Instanced static mesh transform update performance

I’m trying to update the transforms on an instanced static mesh (with 50k instances), but finding the performance unacceptable (7-8 fps). I find that i can call BatchUpdateInstancesTransforms with bMarkRenderStateDirty false without dropping the framerate, but not with it set true. Calling MarkRenderStateDirty() once per tick after the call to batch update performs equally badly. If I don’t mark the render state dirty then the instances don’t appear to move.

The use case is a bullet hell sort of thing and I’m attempting to implement an optimized (and simplified) physics and collision system that applies transform changes to the ISM.

So the question is, am I missing a setting or function call that will work for this, or is it not possible to update ISM instance transforms in realtime? If it’s not, is there any other construct that might work? Projectiles as individual actors (especially attempting to use the engine’s standard collision system) were far too slow.
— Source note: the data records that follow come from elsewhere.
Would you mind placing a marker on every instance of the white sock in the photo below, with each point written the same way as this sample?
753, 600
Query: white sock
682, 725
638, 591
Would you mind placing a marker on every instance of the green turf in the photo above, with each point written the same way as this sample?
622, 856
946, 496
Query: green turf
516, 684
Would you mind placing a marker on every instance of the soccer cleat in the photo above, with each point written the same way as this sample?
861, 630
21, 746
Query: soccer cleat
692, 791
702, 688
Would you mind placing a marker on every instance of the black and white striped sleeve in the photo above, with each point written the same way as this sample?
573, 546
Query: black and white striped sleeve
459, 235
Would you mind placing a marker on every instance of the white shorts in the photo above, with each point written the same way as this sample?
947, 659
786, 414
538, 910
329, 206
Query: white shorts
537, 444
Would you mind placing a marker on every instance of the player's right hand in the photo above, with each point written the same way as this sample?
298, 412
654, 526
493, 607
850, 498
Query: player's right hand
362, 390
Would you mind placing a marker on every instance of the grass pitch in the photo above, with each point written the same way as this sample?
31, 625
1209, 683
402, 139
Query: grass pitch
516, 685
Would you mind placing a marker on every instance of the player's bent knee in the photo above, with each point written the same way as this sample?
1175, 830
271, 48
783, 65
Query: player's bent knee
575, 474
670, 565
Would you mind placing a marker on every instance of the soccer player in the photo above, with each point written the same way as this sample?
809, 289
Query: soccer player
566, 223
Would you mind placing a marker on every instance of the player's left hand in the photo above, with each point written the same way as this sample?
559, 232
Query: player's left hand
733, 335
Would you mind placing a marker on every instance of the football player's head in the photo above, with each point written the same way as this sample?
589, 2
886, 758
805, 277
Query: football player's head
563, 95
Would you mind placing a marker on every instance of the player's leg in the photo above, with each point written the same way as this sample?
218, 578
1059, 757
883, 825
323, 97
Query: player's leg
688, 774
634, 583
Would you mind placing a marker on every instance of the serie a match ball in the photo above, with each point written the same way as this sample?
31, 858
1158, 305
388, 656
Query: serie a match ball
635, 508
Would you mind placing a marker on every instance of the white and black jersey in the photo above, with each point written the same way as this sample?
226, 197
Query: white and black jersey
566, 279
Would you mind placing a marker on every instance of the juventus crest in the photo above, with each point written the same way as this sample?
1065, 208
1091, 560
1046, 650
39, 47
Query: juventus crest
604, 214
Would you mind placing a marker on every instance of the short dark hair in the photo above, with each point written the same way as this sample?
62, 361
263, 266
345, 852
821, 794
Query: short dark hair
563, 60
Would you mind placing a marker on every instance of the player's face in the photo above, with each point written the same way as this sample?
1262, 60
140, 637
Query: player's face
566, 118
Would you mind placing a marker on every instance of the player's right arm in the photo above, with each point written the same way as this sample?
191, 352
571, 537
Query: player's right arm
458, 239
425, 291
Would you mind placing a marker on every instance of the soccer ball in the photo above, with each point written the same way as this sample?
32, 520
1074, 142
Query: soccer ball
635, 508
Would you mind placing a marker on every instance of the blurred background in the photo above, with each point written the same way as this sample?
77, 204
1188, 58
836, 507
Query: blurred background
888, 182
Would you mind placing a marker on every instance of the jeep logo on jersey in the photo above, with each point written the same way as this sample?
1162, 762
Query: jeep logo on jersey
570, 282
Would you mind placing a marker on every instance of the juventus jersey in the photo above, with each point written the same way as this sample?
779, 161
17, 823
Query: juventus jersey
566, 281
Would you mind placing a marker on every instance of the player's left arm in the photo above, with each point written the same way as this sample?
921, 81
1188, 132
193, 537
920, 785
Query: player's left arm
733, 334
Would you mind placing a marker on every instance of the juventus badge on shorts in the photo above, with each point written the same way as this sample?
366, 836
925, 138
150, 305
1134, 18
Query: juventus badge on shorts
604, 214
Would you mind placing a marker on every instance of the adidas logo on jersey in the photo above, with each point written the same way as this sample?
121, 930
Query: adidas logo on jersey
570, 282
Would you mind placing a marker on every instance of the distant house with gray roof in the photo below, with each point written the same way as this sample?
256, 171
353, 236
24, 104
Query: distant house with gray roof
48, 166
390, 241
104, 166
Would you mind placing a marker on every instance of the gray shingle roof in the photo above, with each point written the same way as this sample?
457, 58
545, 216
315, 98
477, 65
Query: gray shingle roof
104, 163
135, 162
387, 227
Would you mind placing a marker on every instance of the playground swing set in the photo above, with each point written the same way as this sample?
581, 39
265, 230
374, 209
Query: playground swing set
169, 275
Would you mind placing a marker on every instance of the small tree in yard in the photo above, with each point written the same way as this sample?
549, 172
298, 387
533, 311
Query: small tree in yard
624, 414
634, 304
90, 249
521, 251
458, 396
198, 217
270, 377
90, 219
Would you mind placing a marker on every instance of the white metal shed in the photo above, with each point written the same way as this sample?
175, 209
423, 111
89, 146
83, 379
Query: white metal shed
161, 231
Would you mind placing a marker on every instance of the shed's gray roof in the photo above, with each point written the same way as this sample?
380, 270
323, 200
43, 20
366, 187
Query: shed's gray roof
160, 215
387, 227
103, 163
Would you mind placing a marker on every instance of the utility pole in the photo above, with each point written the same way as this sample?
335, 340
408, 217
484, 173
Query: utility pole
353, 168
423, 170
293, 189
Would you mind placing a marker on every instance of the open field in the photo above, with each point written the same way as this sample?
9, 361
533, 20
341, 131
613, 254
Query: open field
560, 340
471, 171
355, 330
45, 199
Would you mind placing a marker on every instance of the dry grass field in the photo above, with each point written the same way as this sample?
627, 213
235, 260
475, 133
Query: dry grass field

The ISM can at least render the required number of cubes.

2 Likes

I’m not in front of the editor at the moment to test this out but, in the past, I’ve iterated through the instances and set the new transform with UpdateInstanceTransform. The key to make that work efficiently is to make sure that you only set the MarkRenderStateDirty on the very last instance update…otherwise you’re performing a render update for every transform update which of course is really slow. I’ve never used BatchUpdateInstancesTransforms so I can’t speak to whether or not it’s doing that. If you haven’t solved this by time I’m in front of an editor I’ll take a look at the function to see what it’s doing but I suspect it might not be doing what we think.

2 Likes

Thinking about this problem a bit I reached back into my old tutorials list to an optimization video I usually go to for ISM work.

UE4 Optimization: Instancing - YouTube

In here he’s simulating an asteroid belt with thousands of asteroids and maintaining frame rate. Admittedly I’ve never had to work in that territory which is where you appear to be. What I found interesting is that, in the section starting around 20:12, he talks about what I mentioned with setting the render state dirty…and goes on to mention (and demonstrate) how with that many actors it still tanks performance…in fact, his goes for 120 fps down to 7-8 fps…just like your situation :wink: . For his asteroid belt he settles on rotating the entire belt (actor) versus each individual instance.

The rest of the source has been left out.